The undead Tremaine knew he had no soul, but he knew he had done the right thing as he watched the event. It was a step — a small step — on the slippery slope of redemption.

Tremaine felt his soul calling for him as he dripped flame from his slowly healing hands. A weird shadow fell before him, and steps that vanished into nothingness appeared.

The ghoul stepped on the floating staircase. He had a goal now. He had never fought for anything but his survival in his long life. Now he fought for himself and for everyone else destroyed in his long years on Earth. He reached the top of the staircase and stepped through to a wide plane floating in a black space of imaginary existence.

“What are you doing here?” demanded the thing in the gaudy cape and mask. It paused for a moment. “What have you done?”

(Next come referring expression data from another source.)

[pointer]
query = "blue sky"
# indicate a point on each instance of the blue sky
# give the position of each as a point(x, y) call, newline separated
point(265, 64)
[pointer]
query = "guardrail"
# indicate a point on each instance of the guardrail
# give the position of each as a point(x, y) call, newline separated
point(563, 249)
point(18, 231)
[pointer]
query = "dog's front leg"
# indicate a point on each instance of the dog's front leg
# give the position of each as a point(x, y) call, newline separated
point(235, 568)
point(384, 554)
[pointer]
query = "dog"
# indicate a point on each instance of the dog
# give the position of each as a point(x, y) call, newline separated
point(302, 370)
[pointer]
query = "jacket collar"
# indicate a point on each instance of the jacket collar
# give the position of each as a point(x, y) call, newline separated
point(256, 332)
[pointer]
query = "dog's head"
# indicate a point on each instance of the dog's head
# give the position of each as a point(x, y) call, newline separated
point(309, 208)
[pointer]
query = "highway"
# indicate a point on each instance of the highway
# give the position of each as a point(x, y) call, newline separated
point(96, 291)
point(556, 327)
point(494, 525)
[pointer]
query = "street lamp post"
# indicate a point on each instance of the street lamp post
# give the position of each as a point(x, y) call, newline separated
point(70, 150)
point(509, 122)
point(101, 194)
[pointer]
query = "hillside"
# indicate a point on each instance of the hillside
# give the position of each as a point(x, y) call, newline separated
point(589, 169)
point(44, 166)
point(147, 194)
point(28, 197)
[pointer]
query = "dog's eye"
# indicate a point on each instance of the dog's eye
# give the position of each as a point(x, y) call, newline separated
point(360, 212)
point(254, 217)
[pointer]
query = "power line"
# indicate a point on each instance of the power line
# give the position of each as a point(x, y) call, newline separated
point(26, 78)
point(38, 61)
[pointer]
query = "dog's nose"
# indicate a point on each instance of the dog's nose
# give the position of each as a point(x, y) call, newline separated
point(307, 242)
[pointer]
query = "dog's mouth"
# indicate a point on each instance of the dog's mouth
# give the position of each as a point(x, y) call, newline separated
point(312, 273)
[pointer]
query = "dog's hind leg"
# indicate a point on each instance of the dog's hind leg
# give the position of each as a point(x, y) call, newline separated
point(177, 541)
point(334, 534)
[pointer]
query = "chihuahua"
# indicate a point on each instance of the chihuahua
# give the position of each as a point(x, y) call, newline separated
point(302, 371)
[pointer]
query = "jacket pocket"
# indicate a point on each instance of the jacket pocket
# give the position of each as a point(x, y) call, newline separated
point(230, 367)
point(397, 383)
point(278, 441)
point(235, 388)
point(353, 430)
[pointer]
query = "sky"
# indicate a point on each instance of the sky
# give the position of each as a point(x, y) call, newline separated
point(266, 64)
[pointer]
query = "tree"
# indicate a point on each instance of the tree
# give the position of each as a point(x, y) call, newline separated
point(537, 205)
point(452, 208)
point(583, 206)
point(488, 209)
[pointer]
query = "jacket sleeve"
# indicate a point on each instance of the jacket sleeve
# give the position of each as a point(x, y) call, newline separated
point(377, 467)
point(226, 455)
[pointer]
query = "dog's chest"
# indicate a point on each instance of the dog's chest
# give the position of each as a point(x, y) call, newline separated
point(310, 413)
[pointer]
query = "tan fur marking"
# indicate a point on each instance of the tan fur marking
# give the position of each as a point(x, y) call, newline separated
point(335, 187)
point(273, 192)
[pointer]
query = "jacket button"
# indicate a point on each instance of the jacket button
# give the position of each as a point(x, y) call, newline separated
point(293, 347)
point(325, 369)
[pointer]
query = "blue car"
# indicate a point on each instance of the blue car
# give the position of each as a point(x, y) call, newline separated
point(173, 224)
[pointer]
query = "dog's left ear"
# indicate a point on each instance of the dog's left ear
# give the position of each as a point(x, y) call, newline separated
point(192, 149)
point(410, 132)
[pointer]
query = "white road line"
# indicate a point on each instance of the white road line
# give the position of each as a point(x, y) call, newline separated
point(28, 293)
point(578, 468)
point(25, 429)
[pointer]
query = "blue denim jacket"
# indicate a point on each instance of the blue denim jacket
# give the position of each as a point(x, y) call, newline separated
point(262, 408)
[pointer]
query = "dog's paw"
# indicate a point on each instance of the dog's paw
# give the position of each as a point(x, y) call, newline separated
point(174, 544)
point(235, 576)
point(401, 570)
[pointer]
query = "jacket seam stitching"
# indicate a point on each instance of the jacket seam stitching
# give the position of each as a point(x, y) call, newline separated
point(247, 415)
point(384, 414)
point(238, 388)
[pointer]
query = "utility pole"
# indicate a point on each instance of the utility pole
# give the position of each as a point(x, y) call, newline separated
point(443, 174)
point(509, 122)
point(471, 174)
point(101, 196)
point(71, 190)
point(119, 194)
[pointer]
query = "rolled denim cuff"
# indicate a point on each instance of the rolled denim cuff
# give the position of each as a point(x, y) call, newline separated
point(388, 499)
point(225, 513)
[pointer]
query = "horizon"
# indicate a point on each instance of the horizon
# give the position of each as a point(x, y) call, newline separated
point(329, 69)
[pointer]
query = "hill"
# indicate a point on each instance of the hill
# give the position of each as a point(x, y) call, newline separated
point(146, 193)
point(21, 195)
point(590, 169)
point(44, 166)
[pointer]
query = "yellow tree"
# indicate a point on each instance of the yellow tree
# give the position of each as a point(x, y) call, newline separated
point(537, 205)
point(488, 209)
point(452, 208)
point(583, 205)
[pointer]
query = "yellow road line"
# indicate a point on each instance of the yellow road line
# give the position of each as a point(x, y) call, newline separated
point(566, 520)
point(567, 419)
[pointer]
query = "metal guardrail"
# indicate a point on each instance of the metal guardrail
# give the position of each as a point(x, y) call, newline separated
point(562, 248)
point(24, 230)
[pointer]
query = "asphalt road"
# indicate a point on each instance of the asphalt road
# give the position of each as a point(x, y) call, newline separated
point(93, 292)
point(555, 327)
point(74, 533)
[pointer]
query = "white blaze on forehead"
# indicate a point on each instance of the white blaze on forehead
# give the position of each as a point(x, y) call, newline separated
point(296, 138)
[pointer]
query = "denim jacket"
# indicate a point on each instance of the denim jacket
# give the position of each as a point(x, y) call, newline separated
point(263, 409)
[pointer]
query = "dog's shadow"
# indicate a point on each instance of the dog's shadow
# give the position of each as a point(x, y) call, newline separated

Tremaine smiled, wrinkling the scarred flesh of his face hideously. His hands had grown back faster than they would have in the real world. He knew it was because he was at the source of his power.

“I let all those souls go,” said Tremaine. “I figured it was the least I could do, since I placed them here in the first place.”

“So now you wish to be a hero?” said the masked demon. The cloak shook with suppressed fury.

The ghoul paused for a moment in its calm advance. “I have been your lackey for a while, and now it’s time for a parting of the ways,” he said finally, making the unalterable decision of self-destruction over more slavery. “I’m taking my soul back, one way or another.”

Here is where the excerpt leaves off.